Cadbury, Oreo, Maynards Bassetts… Mondelez International’s brands tend to trade on indulgence. And to a varying extent, they face challenges in an ever more health-conscious environment.
The fmcg giant yesterday gave a nod to that environment with news that its corporate venture capital arm SnackFutures Ventures had taken a minority stake in ‘healthier’ doughnut maker Urban Legend. SnackFutures global head Richie Gray branded the tie-up “very interesting for us from a strategic point of view”.
The brand certainly has plenty of impressive credentials. Founded in 2021 by former Graze CEO Anthony Fletcher, Urban Legend creates doughnuts that promise all the joy of a traditionally fat-filled treat without the HFSS definition. It uses a custom designed and patented air frying technology to make treats that contain 30%-75% less sugar, fat and calories than their traditional counterparts.
The brand has already made a name for itself in grocery, having secured investment from Samworth Brothers, Eka Ventures, the Good Food Fund, JamJar Investments – and even England men’s football team captain Harry Kane.
Today, Urban Legend is sold in standalone bakery cabinets across 200 Tesco and Sainsbury’s stores in London and the south east – an impressive feat for a fledgling food brand.
Taste over health
Urban Legend’s approach to marketing has been key to its success: its candy pink and yellow branding contrasts with the neutral (boring) colours often associated with healthier snacks.
The doughnuts themselves are decorated with multi-coloured icing and chocolate flakes – and loaded with cream. If you weren’t familiar with the brand, you would have no idea they were ‘better for you’ than standard doughnuts – a positioning that is completely intentional.
Fletcher understands that taste – not health – is the key priority for shoppers navigating sweet bakery fixtures. Despite being “one of the unhealthiest” food categories in the world, sweet bakery is also “one of the largest”, says Fletcher. “The reason we chose it is because we thought that there was a room for radical reformulation,” he adds.
Mondelez could learn something from Urban Legend’s approach. It has so far struggled to make an impact with its healthier innovations. Take Cadbury’s non-HFSS Fruitier & Nuttier Trail Mix. Having launched in February 2023, the SKU brought in £3.7m in its first 10 months – just 0.2% of Cadbury’s overall value of £2.1bn [NIQ 52 w/e 31 December 2023]. It suggests limited appetite for sweet treats that are seen as a healthy option.

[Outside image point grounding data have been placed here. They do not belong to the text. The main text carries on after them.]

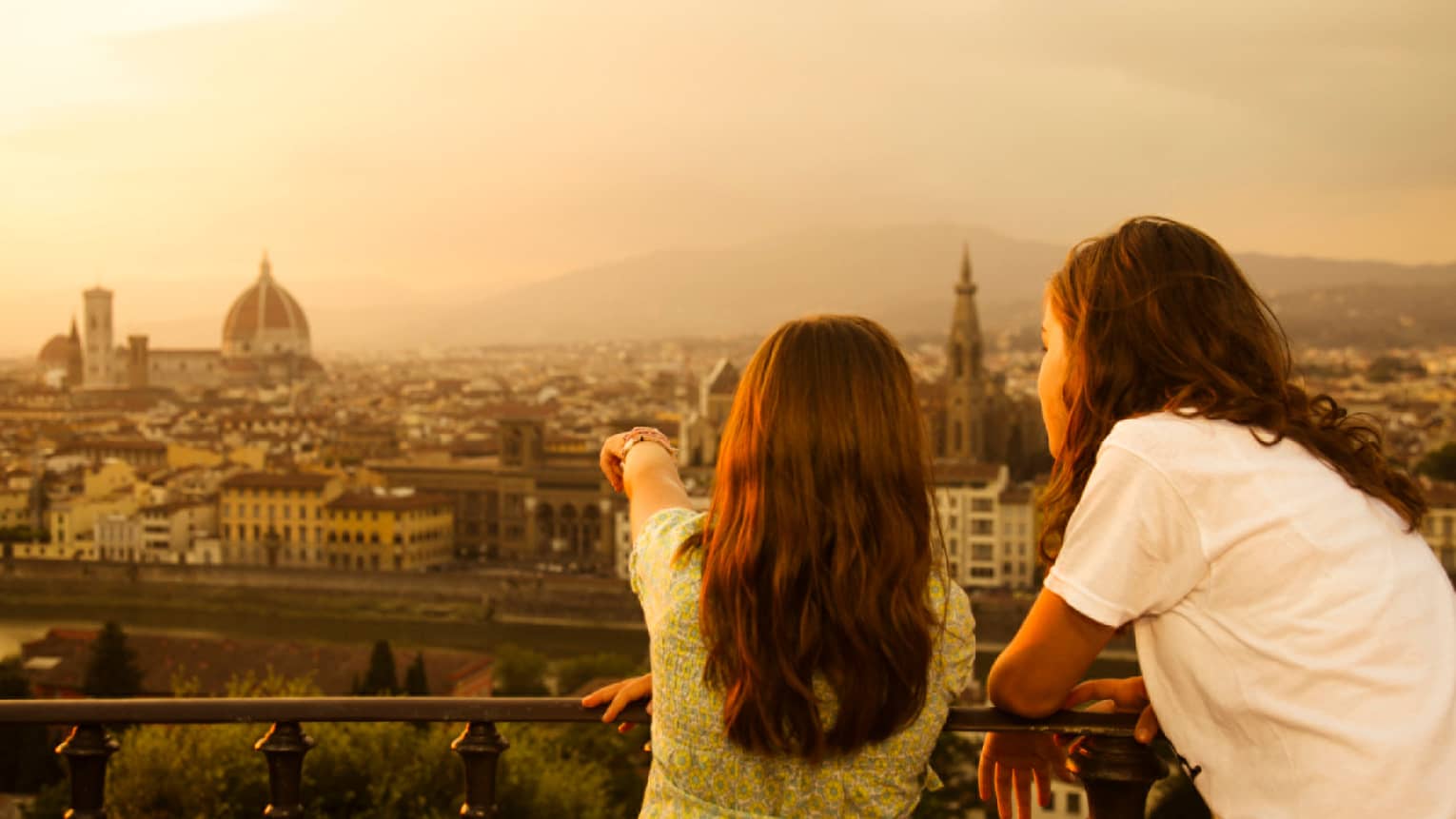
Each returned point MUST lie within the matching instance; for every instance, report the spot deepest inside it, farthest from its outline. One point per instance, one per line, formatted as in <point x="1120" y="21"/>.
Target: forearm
<point x="1046" y="659"/>
<point x="651" y="483"/>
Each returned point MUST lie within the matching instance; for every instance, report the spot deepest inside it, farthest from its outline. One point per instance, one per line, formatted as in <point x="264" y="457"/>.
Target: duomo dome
<point x="266" y="322"/>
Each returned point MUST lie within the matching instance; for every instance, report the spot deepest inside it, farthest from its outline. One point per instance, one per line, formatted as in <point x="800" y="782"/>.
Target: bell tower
<point x="966" y="382"/>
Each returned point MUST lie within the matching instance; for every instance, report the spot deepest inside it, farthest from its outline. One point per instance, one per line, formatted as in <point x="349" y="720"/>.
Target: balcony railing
<point x="1114" y="769"/>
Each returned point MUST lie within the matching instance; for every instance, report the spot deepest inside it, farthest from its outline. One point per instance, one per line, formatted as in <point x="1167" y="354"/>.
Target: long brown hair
<point x="817" y="552"/>
<point x="1159" y="318"/>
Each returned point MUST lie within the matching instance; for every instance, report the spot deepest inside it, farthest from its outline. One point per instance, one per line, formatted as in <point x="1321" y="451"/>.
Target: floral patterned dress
<point x="698" y="772"/>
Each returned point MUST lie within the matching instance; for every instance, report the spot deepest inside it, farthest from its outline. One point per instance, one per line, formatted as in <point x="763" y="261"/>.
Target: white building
<point x="1068" y="802"/>
<point x="989" y="525"/>
<point x="167" y="533"/>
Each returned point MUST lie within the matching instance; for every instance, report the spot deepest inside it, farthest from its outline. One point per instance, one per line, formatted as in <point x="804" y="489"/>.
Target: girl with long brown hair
<point x="805" y="637"/>
<point x="1296" y="636"/>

While Urban Legend’s portfolio of doughnuts and cinnamon buns are undoubtedly healthier – all under 200 calories – crucially, they are marketed on taste first.
Mindful portions
There are other strategic benefits for Mondelez. Urban Legend’s 200 calorie claim aligns with Mondelez’s ambition for all of its net revenue to come through “mindful portions” by 2025. It has a way to go to achieve this goal, given around 62% of its net revenue comes from mindful portions today [Mondelez Snacking Made Right report 2023].
Urban Legend also gives Mondelez a stronger foothold in bakery, where it has been looking to expand its portfolio.
In summer, it entered a partnership with Lotus Bakeries, which involves growing the Lotus Biscoff biscuit brand in India and launching Biscoff co-branded chocolate products in Europe. The Urban Legend partnership is a further signal of intent, and Mondelez’s first step into fresh bakery outside of its licensing business.
There are plenty of advantages for Urban Legend, too. The doughnut brand will be able to utilise Mondelez’s scale and wide-ranging expertise to achieve its target of developing non-HFSS alternatives to a range of sweet bakery items “sooner”, says Fletcher, which will enable it to have “a bigger impact” on the industry.
Finally, both brands could benefit from the NPD potential. While the precise details of the partnership are yet to be revealed, there has been talk of product collaboration. A non-HFSS Cadbury pain au chocolat, perhaps?